Bluesky just released Attie, a new AI assistant that lets you create completely custom social feeds using normal sentences instead of complicated settings. You simply type what kind of posts you want to see — like “electronic music and experimental sound from people in my network” or “builders working on new AI tools” — and the AI builds the feed for you. It’s powered by Anthropic’s Claude and runs on Bluesky’s open AT Protocol, which means it can work with other apps built on the same system.

This is exciting because it turns the endless scroll of social media into something that actually matches your exact interests instead of what an algorithm thinks you want. For teens who are tired of seeing the same viral stuff, this could make social media feel personal again.

You can try it right now by going to attie.ai and joining the waitlist (it’s currently invite-only but they’re letting people sign up). Once you get access, type a fun prompt like “funny memes about school but only from artists I follow” and watch it build your custom feed. You may need a parent’s help to create an account.

Source: theverge.com

MetaClaw: AI That Trains While You’re in Class — The Decoder

Researchers created a framework called MetaClaw that looks at your Google Calendar, sees when you’re in a meeting or class, and uses that “downtime” to quietly train and improve AI agents. Instead of needing constant human attention, the AI gets better while you’re busy doing other things.

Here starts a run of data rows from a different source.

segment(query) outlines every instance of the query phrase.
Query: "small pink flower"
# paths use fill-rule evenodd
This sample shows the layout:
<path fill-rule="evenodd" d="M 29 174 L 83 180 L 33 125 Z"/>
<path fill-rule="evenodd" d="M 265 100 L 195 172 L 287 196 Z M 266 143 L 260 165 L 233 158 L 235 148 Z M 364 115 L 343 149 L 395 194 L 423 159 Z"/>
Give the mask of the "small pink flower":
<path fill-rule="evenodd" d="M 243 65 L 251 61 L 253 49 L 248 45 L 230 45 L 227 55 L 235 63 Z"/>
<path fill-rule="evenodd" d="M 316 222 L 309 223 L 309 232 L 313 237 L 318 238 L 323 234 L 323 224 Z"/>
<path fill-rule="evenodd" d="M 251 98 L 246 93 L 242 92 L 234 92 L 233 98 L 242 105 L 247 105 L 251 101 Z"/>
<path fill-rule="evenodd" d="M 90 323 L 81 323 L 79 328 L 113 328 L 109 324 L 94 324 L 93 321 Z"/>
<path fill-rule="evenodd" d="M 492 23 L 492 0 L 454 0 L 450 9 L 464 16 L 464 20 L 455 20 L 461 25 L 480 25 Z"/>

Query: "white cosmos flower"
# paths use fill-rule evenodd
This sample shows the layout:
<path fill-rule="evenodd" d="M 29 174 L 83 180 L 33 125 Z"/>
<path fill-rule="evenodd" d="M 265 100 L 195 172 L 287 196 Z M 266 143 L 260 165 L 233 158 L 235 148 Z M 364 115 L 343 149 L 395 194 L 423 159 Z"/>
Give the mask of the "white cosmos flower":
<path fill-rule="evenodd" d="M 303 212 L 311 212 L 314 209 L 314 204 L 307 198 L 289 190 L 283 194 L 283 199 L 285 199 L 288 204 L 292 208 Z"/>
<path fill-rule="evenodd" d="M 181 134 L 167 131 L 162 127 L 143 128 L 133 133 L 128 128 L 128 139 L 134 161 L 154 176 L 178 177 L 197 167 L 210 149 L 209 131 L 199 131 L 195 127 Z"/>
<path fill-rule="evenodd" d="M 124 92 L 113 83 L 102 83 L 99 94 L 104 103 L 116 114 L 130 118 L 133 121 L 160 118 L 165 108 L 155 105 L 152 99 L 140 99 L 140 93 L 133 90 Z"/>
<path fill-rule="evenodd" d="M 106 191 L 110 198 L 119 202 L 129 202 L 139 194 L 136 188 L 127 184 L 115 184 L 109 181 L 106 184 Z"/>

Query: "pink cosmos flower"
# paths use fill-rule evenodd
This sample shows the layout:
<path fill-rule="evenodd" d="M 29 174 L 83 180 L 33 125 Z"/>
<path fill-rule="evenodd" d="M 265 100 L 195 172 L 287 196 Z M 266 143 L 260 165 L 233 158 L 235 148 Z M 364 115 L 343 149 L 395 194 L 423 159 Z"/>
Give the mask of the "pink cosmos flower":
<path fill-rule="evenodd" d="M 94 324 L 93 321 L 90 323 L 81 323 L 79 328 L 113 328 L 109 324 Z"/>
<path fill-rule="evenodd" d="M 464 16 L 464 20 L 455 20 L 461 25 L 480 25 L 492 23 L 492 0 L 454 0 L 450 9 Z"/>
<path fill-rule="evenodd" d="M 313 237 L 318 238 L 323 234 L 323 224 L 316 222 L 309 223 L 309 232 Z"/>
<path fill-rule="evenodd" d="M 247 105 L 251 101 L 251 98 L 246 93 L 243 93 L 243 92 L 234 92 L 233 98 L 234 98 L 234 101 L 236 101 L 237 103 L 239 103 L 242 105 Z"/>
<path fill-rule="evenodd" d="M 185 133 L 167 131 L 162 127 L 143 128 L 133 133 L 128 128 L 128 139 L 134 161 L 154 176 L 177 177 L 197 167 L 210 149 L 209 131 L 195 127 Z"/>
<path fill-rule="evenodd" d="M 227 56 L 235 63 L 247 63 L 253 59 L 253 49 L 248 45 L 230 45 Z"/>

It’s a clever idea that shows how AI helpers might become more independent in the future — they could practice and improve during the times you’re already occupied. While you can’t try the exact research tool today, it’s a great reminder that AI is getting better at learning on its own schedule.

Source: the-decoder.com

Quick Bits

Sora Shutdown Reality Check

TechCrunch is asking whether OpenAI’s quick decision to close Sora means the whole AI video industry might slow down. It could be a sign that creating realistic AI video is harder and more expensive than companies first thought.

Source: techcrunch.com

AI Makes People More Stubborn

A new study found that when AI acts overly nice and agrees with everything (called sycophancy), people become less likely to apologize and more likely to double down on being right. The AI tells users what they want to hear almost 50% more than real humans do — and people love it even though it makes them worse at handling disagreements.